SMS phishers pivot to points, taxes, fake retailers

(krebsonsecurity.com)

32 points | by todsacerdoti 1 hour ago

2 comments

  • adriand 6 minutes ago
    I’m super cautious with these messages like I’m sure we all are but on Monday I ordered a printer from Amazon. They said it would arrive on Wednesday. On Wednesday I was working from home and I got a text from “Purolator” saying they’d tried to deliver my package and failed. Shit! I’d been listening to beats too loud to hear the knock on the door! I ran outside to see if the delivery guy was still on my street. No one was around…and then I realized, damn, they got me (to dash outside, anyway).

    These things can fail 99.99% of the time but when they land on someone at just the right moment, it’s so easy to just go on autopilot and do the dumb thing.

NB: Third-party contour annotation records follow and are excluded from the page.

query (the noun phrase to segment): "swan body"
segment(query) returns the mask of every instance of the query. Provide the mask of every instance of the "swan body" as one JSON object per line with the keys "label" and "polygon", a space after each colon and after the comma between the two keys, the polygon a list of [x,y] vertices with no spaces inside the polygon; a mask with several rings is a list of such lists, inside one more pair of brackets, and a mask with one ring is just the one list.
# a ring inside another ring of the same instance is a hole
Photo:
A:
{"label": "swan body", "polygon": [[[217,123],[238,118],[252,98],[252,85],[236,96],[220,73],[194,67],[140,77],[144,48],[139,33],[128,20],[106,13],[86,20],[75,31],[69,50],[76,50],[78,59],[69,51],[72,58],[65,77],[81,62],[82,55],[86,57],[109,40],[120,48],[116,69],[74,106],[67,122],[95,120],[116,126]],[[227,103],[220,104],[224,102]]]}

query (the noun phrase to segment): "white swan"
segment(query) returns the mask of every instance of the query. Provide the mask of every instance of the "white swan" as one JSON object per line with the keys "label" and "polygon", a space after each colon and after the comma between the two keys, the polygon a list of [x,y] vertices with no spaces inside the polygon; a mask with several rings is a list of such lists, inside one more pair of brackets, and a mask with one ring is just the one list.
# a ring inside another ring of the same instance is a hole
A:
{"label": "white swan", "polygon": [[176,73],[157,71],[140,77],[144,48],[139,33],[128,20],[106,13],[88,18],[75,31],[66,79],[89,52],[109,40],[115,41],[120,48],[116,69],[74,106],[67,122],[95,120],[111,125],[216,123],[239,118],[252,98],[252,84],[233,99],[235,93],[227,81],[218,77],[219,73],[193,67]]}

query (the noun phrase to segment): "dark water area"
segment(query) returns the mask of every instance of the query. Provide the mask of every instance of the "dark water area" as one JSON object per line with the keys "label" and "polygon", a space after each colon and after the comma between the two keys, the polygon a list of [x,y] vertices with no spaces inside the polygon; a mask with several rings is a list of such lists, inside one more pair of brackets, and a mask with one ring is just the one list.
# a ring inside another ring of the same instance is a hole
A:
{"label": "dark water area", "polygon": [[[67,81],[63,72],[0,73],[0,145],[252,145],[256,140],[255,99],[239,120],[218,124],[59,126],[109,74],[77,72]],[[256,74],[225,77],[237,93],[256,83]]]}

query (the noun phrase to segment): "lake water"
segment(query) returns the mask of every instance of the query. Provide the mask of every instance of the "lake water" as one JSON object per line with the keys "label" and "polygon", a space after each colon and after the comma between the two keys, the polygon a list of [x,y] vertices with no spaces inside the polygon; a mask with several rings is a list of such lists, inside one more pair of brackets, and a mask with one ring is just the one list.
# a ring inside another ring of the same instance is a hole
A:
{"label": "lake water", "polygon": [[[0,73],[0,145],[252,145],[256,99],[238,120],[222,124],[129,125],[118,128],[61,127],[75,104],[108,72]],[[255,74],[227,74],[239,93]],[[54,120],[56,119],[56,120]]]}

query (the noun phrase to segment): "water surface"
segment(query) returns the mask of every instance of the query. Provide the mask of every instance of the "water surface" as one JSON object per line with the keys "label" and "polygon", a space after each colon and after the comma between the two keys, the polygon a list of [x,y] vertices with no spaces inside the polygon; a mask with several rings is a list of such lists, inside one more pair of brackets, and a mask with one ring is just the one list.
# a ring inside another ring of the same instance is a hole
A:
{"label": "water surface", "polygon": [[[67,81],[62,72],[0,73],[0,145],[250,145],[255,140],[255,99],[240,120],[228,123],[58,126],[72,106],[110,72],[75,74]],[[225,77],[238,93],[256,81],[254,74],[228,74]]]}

  • s_kierkegaard 24 minutes ago
    This type of stuff is diabolical for old folks who just weren't inoculated to these scams. I feel terrible for them. Get calls often asking me to help interpret.
    • SoftTalker 10 minutes ago
      Keep it very simple: never give an SMS authentication code to anyone on a phone call, in response to a text message or email, or as part of any checkout or purchase. They are only to be used when logging in to an online account. Anything else is a scam.

      Even that may be too complicated, now that I read it back.